The difficulty is that you need a program or utility to use it. I’ve found s3sync, a ruby program, that works quite like rsync.

On Leopard you don’t need to upgrade the ruby installation, Leopard comes with version 1.8.6 and s3sync requires 1.8.4 or above so we are safe.

If you haven’t already done so you need to sign up with Amazon S3 to be able to use the service. You will get an Access Key ID and a Secret Access Key which you both need later on.

To test and verify the workings of your new account there ae several free GUI based tools available like Cyberduck to check your S3 account and to check that the scripts we will be using later on are working.

Next you’ll need to download the s3sync program if you haven’t already done so from the website.

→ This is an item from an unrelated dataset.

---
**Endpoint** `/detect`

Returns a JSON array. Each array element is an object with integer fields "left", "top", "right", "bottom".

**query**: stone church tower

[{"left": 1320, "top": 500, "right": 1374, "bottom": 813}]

I’ve created a directory in /usr/local/share called s3sync where I stored all the ruby scripts for use by the shell script that I made and will be put in /etc/periodic. You must set the executable bit on s3cmd.rb and s3sync.rb to be able to use them as an executable. You can do this with:

sudo chmod +x /usr/local/share/s3sync/s3cmd.rb
sudo chmod +x /usr/local/share/s3sync/s3sync.rb

Now use Cyberduck or the s3cmd command to create a test bucket on S3. You can compare the use of buckets to the use of folders on your harddisk. To do this with s3cmd use the following example:

First you need to create the necessary environment variables to let the scripts know your S3 access keys. You can also edit the ruby scripts and put your keys in them but that is not recommended. Read the README.txt that comes with the package for more info on that !

export AWS_ACCESS_KEY_ID=”youraccesskey”
export AWS_SECRET_ACCESS_KEY=”yoursecretaccesskey”
/usr/local/share/s3sync/s3cmd.rb createbucket YourBucket

Now you can use that bucket to store some information in it using the s3sync command.

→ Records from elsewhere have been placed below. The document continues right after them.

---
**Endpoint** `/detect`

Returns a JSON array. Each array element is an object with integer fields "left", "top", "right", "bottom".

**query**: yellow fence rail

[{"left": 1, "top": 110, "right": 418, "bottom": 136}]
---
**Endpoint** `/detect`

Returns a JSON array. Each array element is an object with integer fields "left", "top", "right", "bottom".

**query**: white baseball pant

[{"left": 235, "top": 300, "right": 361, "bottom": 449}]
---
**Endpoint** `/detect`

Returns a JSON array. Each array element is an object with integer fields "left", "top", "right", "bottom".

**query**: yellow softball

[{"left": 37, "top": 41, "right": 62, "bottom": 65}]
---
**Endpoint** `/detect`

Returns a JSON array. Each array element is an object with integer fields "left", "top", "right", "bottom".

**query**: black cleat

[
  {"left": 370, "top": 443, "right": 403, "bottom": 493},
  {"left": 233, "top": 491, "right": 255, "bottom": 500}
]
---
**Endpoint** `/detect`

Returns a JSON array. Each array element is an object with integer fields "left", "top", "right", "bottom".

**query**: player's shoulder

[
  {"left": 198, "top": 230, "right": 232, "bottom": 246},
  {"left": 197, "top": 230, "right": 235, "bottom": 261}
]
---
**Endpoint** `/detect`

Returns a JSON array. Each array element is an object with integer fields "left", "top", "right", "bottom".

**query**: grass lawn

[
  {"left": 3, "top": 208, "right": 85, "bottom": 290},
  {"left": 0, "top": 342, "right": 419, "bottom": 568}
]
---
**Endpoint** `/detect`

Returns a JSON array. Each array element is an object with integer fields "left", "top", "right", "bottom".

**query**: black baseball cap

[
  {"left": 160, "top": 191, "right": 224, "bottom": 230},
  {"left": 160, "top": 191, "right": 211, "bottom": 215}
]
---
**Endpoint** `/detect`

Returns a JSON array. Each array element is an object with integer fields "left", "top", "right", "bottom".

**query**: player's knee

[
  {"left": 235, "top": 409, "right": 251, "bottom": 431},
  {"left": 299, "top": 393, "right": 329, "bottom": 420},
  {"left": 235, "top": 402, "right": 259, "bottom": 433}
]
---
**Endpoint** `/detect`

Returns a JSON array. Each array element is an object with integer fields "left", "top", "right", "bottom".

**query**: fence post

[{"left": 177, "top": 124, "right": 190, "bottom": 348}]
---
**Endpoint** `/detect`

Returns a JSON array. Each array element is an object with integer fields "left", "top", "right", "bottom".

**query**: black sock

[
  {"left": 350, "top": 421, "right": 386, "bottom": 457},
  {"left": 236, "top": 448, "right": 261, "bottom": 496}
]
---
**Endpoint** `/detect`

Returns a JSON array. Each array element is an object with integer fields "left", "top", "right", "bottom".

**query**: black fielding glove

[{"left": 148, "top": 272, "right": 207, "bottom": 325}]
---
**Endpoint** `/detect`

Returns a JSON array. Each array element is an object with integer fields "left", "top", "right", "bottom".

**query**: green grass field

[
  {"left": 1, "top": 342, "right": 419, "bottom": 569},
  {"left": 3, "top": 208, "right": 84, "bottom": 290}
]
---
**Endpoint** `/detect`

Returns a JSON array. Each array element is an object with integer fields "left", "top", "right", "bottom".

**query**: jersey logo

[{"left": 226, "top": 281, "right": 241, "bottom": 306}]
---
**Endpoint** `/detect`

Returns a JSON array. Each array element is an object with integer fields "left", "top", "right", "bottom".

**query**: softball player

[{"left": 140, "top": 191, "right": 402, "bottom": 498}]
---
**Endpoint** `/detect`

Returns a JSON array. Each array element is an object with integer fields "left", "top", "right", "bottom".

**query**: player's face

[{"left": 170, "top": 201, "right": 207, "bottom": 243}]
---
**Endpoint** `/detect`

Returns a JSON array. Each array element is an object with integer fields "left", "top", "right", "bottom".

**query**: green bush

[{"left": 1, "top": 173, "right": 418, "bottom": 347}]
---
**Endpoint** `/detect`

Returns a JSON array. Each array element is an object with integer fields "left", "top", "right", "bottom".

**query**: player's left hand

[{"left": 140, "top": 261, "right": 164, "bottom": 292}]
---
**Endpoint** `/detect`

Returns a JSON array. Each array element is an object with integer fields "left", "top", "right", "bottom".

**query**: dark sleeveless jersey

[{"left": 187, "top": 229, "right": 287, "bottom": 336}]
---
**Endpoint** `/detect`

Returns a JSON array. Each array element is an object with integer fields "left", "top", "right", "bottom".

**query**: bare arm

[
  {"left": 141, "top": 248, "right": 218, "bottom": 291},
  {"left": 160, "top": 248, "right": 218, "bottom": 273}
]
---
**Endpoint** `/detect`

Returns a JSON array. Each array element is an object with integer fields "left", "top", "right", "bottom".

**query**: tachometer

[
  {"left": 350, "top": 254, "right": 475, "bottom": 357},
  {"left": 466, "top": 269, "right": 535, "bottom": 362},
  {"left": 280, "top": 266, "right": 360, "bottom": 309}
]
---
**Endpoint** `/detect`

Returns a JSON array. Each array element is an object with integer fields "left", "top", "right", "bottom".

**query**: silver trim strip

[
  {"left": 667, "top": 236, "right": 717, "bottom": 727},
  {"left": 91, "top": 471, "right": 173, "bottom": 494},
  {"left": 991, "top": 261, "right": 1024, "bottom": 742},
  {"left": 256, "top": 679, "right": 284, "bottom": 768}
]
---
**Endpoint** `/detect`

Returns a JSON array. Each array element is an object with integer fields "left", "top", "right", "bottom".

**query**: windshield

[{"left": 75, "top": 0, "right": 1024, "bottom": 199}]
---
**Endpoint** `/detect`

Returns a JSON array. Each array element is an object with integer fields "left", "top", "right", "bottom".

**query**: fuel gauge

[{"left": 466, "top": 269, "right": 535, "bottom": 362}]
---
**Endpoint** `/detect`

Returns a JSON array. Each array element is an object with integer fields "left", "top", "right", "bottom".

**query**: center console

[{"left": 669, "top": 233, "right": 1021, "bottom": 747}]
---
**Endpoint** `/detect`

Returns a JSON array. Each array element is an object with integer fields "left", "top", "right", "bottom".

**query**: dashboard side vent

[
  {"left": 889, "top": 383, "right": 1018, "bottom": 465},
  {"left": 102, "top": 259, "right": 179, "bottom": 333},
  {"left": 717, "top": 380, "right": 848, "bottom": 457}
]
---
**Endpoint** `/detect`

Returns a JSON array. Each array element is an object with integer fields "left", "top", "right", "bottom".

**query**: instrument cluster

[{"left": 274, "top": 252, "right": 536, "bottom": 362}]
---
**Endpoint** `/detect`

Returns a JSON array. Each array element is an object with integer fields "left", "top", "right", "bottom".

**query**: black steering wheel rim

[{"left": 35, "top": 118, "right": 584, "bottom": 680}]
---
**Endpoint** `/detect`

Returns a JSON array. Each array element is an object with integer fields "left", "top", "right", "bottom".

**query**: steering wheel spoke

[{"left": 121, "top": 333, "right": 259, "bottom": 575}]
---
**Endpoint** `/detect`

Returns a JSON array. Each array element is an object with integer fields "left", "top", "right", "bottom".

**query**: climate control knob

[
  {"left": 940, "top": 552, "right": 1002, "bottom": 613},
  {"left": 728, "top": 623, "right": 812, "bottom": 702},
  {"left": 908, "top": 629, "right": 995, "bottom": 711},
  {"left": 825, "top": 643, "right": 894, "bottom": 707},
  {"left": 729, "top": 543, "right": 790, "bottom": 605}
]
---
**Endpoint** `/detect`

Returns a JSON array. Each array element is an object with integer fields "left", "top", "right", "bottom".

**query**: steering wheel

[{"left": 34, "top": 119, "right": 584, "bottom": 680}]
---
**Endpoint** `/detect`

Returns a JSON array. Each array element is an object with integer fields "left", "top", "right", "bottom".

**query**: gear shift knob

/usr/local/share/s3sync/s3sync.rb -d -r -v testdir YourBucket

To get the information back to your hardisk just issue the same command with the locations in reverse order:

/usr/local/share/s3sync/s3sync.rb -d -r -v YourBucket testdir2

Just play around with the s3sync.rb command to find out how it works.

s3sync.rb sends your data in the clear over the internet which isn’t something you would enjoy or I would advise. To be more secure it has the option of sending the information over a SSL encrypted connection. To get this working you’ll need to do the following. Create a directory ‘certs‘ in the ‘/usr/local/share/s3sync/‘ directory. Download this file with all certificates of know sites into the certs directory you’ve just created. Then execute:

sh ssl.certs.shar

To use these certificates s3sync.rb needs another environment variable:

export SSL_CERT_DIR=/usr/local/share/s3sync/certs/

Now you can use the extra option -s or –ssl to encrypt all the traffic between your computer and the Amazon S3 servers.

Here is my script which I use to backup all the websites on my server. Here is a script you can use to restore what you’ve uploaded.

Please be careful what you store on the Amazon S3 servers. It is a secure environment but it is located in the USA and they will turn over your data if asked for it by a law or government official.